Django==2.0, virtualenv==15.1.0, virtualenvwrapper-win==1.2.4

Assumptions

  1. You're using a separatevirtual environment to run each django project.
  2. You're on windows. I'm on windows 10 specifically.

Problem statement 1

How do you handle your django settings.py file properly so that development and production settings are kept clean, apart, and well-organized?

Solution

I followed the suggestion here. I created a directory called settings and put the following python files inside it __init__.py base.py prod.py dev.py You can have as many files in there as you like. All fine and good.

Problem statement 2

When you have multiple projects on your PC, how do you handle the setting and unsetting of environment variables such as SECRET_KEY, DJANGO_SETTINGS_MODULE which varies from project to project?

Solution

Go into the folder of each virtual environment and locate the ../venv_name/scripts/activate.bat and ../venv_name/scripts/deactivate.bat files.

Set environment variables

Open up ../venv_name/scripts/activate.bat with any text editor (notepad will do) At the end of the file type in set "ENV_NAME=ENV_VALUE" Make sure to include the assignment after the set statement inside double quotes.
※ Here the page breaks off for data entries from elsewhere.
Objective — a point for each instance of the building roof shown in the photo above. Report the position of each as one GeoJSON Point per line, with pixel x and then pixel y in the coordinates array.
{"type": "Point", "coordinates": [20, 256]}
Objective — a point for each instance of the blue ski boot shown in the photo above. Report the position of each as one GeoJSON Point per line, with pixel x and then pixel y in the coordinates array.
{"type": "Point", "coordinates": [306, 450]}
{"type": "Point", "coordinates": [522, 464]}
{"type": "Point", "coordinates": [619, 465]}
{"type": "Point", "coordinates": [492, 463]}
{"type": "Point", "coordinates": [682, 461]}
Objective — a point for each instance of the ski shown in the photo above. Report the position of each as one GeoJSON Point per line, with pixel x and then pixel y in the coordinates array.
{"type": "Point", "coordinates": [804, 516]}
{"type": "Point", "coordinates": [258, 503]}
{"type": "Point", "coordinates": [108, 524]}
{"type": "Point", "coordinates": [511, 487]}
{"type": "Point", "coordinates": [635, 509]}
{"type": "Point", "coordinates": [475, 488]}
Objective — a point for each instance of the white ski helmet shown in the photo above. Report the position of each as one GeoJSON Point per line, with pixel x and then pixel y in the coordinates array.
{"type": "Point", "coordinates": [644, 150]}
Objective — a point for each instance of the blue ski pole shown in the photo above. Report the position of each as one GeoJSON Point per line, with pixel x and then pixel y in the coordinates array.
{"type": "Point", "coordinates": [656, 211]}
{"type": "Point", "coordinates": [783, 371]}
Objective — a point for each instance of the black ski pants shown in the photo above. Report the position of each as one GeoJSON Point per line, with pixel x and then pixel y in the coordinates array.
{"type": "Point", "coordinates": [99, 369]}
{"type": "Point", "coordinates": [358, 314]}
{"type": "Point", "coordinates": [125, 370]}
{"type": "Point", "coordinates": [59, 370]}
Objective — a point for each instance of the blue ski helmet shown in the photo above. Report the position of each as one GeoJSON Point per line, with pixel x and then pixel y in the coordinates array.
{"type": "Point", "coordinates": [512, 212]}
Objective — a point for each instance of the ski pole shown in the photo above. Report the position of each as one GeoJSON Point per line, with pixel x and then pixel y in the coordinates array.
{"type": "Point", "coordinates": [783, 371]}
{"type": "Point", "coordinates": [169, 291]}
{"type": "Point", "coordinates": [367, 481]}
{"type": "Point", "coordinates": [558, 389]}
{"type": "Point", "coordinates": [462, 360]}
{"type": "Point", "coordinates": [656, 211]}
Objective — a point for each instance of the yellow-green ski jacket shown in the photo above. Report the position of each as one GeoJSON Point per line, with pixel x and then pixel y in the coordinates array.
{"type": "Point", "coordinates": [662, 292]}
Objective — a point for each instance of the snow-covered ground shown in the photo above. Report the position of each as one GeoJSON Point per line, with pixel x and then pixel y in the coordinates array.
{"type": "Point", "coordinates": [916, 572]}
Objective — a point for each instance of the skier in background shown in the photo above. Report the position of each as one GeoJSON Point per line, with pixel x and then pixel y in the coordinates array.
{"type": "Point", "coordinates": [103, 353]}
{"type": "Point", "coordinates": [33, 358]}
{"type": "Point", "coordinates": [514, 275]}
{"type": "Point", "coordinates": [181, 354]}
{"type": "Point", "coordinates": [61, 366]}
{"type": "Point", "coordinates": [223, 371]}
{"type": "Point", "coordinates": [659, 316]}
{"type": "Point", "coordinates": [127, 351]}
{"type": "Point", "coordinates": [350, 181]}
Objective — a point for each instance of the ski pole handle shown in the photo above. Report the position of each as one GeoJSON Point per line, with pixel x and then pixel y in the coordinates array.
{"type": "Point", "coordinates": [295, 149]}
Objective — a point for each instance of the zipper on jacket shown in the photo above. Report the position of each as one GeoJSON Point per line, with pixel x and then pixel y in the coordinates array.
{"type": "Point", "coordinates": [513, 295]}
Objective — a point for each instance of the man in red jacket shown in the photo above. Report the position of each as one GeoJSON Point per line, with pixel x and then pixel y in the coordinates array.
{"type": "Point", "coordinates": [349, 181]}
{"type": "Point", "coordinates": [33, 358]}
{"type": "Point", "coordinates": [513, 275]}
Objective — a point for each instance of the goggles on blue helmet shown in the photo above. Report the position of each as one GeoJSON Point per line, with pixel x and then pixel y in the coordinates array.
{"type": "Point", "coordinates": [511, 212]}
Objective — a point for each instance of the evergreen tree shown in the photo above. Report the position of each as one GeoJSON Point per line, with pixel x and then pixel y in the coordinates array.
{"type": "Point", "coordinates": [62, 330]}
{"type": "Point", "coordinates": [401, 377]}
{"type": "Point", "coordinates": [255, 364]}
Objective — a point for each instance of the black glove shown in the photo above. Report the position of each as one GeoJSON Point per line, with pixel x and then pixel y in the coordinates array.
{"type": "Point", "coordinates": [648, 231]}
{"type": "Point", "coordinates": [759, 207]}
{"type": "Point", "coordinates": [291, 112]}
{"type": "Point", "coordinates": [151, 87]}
For example, to set the DJANGO_SETTINGS_MODULE environment variable, do

set "DJANGO_SETTINGS_MODULE=path/to/dev/settings"

Use same pattern for all project specific environment variables you wish to set, one per line.

Remove environment variables from current command session (optional)

Open up ../venv_name/scripts/deactivate.bat, at the very end type set ENV_NAME= For example, to remove the DJANGO_SETTINGS_MODULE environment variable, type set DJANGO_SETTINGS_MODULE=. This sets the variable value to null.

This is not required though as setting another variable will overwrite it.

This way you don't have to append --settings=path/to/dev/settings to every django command you issue.